The Incredible Growth of Python
In this post, we’ll explore the extraordinary growth of the Python programming language in the last five years, as seen by Stack Overflow traffic within high-income countries. The term “fastest-growing” can be hard to define precisely, but we make the case that Python has a solid claim to being the fastest-growing major programming language.
[…]
June 2017 was the first month that Python was the most visited tag on Stack Overflow within high-income nations. This included being the most visited tag within the US and the UK, and in the top 2 in almost all other high income nations (next to either Java or JavaScript). This is especially impressive because in 2012, it was less visited than any of the other 5 languages, and has grown by 2.5-fold in that time.
[…]
With a 27% year-over year-growth rate, Python stands alone as a tag that is both large and growing rapidly; the next-largest tag that shows similar growth is R.
[…]
Outside of high-income countries Python is still the fastest growing major programming language; it simply started at a lower level and the growth began two years later (in 2014 rather than 2012). In fact, the year-over-year growth rate of Python in non-high-income countries is slightly higher than it is in high-income countries.

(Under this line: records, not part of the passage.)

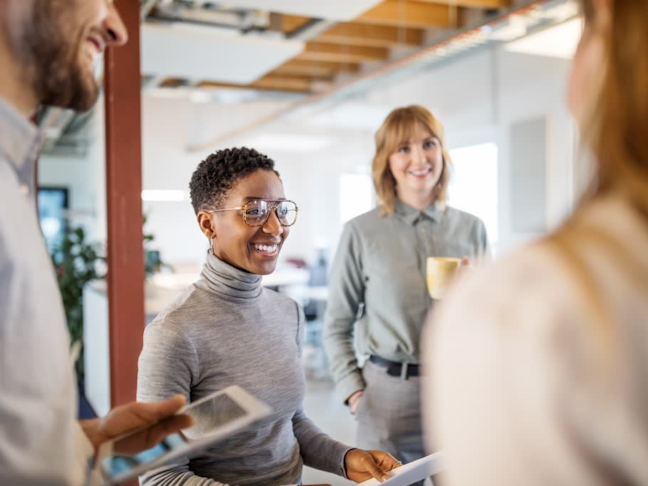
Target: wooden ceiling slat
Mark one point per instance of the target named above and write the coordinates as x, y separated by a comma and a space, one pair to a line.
408, 14
267, 83
472, 3
315, 51
321, 69
350, 33
288, 23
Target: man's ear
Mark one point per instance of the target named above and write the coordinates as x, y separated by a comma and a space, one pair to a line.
206, 224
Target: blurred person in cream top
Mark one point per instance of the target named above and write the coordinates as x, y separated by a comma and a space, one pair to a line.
531, 385
537, 368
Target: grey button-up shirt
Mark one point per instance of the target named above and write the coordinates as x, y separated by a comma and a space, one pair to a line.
39, 435
378, 283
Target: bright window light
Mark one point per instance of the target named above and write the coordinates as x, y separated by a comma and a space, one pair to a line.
559, 41
356, 195
473, 185
155, 195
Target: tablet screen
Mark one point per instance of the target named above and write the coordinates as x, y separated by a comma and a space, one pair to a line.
115, 466
211, 414
215, 417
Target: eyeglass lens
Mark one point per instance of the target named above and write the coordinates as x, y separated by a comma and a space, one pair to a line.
257, 212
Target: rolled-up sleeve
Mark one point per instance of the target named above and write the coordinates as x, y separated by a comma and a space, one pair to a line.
346, 294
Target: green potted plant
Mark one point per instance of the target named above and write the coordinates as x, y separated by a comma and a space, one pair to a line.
76, 263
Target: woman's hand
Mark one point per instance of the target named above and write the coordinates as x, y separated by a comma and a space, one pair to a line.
354, 401
134, 416
362, 465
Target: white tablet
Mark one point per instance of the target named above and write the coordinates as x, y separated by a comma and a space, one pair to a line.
410, 473
215, 417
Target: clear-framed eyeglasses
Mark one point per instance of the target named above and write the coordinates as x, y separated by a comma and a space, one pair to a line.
257, 211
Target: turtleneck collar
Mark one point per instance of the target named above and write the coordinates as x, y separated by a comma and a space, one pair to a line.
223, 279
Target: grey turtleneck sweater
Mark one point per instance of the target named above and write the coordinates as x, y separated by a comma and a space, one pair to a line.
227, 329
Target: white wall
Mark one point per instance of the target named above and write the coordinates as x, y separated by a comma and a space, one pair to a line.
85, 178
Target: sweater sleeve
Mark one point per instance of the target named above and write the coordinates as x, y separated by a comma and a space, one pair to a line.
317, 449
167, 367
346, 294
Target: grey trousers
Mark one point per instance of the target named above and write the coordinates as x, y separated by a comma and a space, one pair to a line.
389, 414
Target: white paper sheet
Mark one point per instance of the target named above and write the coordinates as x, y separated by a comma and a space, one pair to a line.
410, 473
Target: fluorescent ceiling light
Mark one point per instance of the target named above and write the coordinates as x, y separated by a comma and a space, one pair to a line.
559, 41
155, 195
329, 9
290, 143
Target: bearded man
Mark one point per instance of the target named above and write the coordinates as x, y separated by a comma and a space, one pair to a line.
47, 53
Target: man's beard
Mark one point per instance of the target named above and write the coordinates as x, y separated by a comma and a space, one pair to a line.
52, 49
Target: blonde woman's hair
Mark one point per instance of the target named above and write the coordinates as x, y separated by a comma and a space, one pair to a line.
617, 130
397, 129
616, 133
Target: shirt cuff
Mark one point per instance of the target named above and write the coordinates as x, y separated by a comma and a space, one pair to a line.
343, 465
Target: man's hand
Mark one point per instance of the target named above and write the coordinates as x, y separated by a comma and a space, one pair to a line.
134, 416
354, 401
362, 465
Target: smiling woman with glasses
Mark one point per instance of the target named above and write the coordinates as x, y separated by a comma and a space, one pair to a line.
229, 330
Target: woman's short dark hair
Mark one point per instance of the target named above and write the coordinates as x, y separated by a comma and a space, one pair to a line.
218, 173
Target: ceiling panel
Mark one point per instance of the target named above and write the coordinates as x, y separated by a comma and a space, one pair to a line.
343, 10
199, 53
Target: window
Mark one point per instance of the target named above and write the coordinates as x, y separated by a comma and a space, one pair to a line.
473, 185
356, 195
52, 212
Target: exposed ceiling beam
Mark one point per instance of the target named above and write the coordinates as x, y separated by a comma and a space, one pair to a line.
287, 23
315, 51
350, 33
401, 13
268, 83
315, 69
472, 3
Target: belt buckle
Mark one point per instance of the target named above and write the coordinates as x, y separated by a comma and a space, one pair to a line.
404, 371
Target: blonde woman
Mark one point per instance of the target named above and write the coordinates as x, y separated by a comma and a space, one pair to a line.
543, 379
378, 280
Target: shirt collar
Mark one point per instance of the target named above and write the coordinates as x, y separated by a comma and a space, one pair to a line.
411, 215
19, 142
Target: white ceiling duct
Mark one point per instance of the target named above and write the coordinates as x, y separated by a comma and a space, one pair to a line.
559, 41
207, 53
342, 10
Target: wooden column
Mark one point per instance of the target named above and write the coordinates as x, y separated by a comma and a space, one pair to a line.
124, 207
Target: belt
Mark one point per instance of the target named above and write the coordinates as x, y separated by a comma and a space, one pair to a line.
394, 368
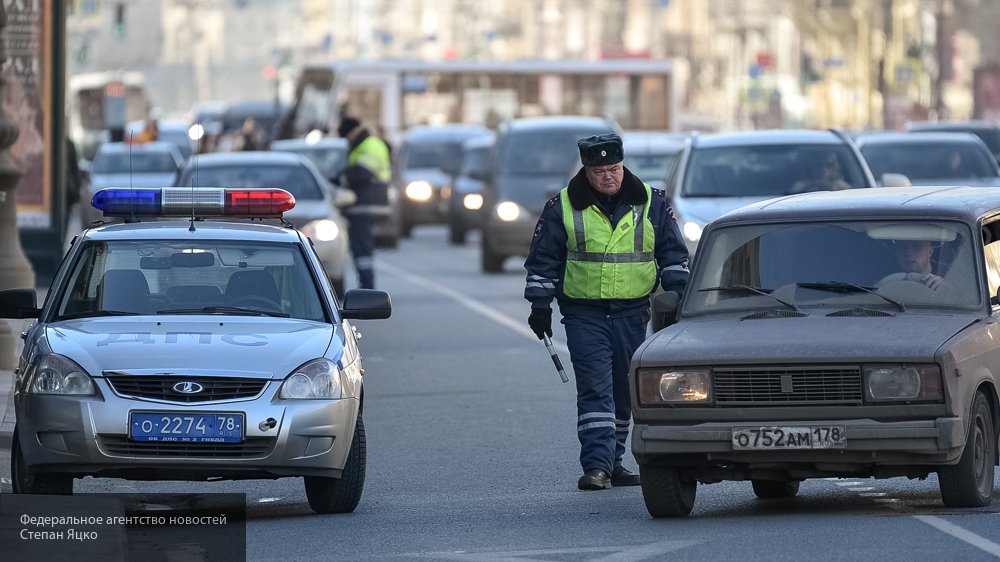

These analyses suggest two conclusions. First, the fastest-growing use of Python is for data science, machine learning and academic research. This is particularly visible in the growth of the pandas package, which is the fastest-growing Python-related tag on the site. As for which industries are using Python, we found that it is more visited in a few industries, such as electronics, manufacturing, software, government, and especially universities. However, Python’s growth is spread pretty evenly across industries. In combination this tells a story of data science and machine learning becoming more common in many types of companies, and Python becoming a common choice for that purpose.
Update (2017-10-12): Jeff Knupp:
The buffer protocol was (and still is) an extremely low-level API for direct manipulation of memory buffers by other libraries. These are buffers created and used by the interpreter to store certain types of data (initially, primarily “array-like” structures where the type and size of data was known ahead of time) in contiguous memory.
The primary motivation for providing such an API is to eliminate the need to copy data when only reading, clarify ownership semantics of the buffer, and to store the data in contiguous memory (even in the case of multi-dimensional data structures), where read access is extremely fast. Those “other libraries” that would make use of the API would almost certainly be written in C and highly performance sensitive. The new protocol meant that if I create a NumPy array of ints, other libraries can directly access the underlying memory buffer rather than requiring indirection or, worse, copying of that data before it can be used.
And now to bring this extended trip down memory lane full-circle, a question: what type of programmer would greatly benefit from fast, zero-copy memory access to large amounts of data?
Why, a Data Scientist of course.